BERLIN (AP) - Germany’s governing parties lost significant support in a state election Sunday that was marked by discontent with infighting in Chancellor Angela Merkel’s national government and prompted calls for her coalition to get its act together quickly.
Merkel’s conservatives emerged with an extremely lackluster win from the vote for the central Hesse region’s state legislature. Her center-left governing partners’ dismal performance left them level with the resurgent Greens in second place, while the far-right Alternative for Germany entered the last of Germany’s 16 state parliaments.
Merkel’s conservative Christian Democratic Union was defending its 19-year hold on Hesse, previously a stronghold of the center-left Social Democrats, the chancellor’s coalition partners in Berlin.
Speculation has been widespread before the vote that a disastrous result for either or both parties could further destabilize the national government, prompting calls for the Social Democrats to walk out and possibly endangering Merkel’s own position. On Sunday, government leaders appeared keen to try and keep the show on the road.
Andrea Nahles, the Social Democrats’ leader, said that “the state of the government is unacceptable.”
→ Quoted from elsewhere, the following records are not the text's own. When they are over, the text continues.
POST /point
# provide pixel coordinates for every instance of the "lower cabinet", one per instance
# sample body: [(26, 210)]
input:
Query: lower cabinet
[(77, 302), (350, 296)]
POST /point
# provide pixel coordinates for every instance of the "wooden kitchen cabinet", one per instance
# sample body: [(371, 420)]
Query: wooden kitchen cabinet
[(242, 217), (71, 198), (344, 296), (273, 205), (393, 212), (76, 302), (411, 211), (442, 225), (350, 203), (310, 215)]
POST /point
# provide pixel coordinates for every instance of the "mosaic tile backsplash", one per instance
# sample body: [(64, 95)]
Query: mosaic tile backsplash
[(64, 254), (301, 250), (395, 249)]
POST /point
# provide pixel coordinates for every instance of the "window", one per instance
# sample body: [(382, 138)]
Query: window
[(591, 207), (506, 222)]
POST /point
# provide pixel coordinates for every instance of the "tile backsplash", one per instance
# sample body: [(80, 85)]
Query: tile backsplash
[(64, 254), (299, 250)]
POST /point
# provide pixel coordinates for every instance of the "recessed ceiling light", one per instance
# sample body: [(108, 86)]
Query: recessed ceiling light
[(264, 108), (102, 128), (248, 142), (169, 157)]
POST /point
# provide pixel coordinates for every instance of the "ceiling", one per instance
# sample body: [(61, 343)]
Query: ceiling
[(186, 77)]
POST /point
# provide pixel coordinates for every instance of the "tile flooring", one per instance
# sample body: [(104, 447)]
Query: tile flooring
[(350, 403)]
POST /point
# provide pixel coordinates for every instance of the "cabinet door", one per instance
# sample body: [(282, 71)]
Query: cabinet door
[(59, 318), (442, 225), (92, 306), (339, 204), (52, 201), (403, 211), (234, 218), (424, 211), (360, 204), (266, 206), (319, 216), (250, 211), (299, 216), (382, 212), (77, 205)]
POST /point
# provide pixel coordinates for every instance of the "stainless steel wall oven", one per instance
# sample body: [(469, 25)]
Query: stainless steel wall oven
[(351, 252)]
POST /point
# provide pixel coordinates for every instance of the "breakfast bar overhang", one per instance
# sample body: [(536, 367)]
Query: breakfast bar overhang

She said her party would insist on Merkel’s governing coalition agreeing on “a clear, binding timetable” for implementing projects, adding that its implementation ahead of an already-agreed midterm review next fall will show “whether we are still in the right place in this government.”
The CDU’s general secretary, Annegret Kramp-Karrenbauer, said the coalition needs to identify “three concrete projects for the coming months that we implement.” She didn’t specify what they might be.
Hesse’s conservative governor, Volker Bouffier, told supporters that “the message this evening to the parties in the government in Berlin is clear: people want less argument, more objectivity, more solutions.”
Merkel’s CDU won 27 percent of the vote Sunday and the Social Democrats 19.8 percent. When Hesse last elected its state legislature in 2013 - on the same day that Merkel, at the height of her power, won a third term as chancellor - they won 38.3 and 30.7 percent, respectively. It was the worst result in the region for the Social Democrats since World War II.
There were big gains for the Greens, who took 19.8 percent of the vote, compared with 11.1 percent five years ago. And the anti-migration, anti-establishment Alternative for Germany won 13.1 percent.
The pro-business Free Democrats won 7.5 and the Left Party 6.3 percent of the vote.
Voters have appeared generally satisfied with Bouffier’s outgoing state government. It was the first coalition between the CDU and the traditionally left-leaning Greens to last a full parliamentary term, and an unexpectedly harmonious alliance.
But only the Greens, who are in opposition nationally, benefited at the polls.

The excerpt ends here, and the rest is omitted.